Myth: UCL was founded by Jeremy Bentham. While his body is still knocking about the place, he was the mere inspiration. Although he gave his backing to the idea in the 1820s, he didn’t do much to get the idea off the ground.

Instead, UCL in fact has other founders, depicted in a famous painting: Henry Brougham, Thomas Campbell, and Henry Crabb Robinson. James Mill was also instrumental in getting the university founded.

Brougham was a politician who played a big part in getting the abolition of slavery through parliament. Campbell, commemorated with a statue in Glasgow’s George Square, was a poet.
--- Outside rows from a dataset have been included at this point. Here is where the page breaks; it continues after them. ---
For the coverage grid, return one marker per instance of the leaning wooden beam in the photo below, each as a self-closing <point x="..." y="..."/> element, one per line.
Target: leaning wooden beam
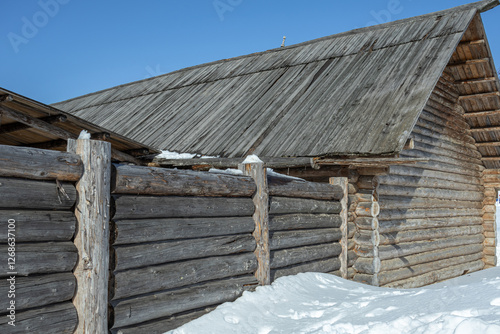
<point x="479" y="96"/>
<point x="13" y="127"/>
<point x="92" y="236"/>
<point x="39" y="164"/>
<point x="257" y="171"/>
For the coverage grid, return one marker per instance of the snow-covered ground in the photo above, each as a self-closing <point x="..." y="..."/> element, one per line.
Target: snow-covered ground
<point x="322" y="303"/>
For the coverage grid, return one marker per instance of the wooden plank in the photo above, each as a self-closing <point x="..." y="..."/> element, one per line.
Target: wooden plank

Robinson, first a war correspondent for The Times, later became a renowned lawyer. James Mill, not to be confused with his son John Stuart, was a philosopher and economist. His work on India was called the “single most important source of British Indophobia” by one historian.

University of Warwick

Let’s go for the romantic version of history here. The money to found Warwick Uni came from the family of a local businessman called John Martin. And how did he make his money? Smirnoff vodka.

How did Warwick stray so far from its fun roots?

University of York

JB Morrell, a director of Rowntree’s, who was well into York and its history, gave the university its buildings. The JB Morrell library is named after him, but he died months before the uni opened its doors to students.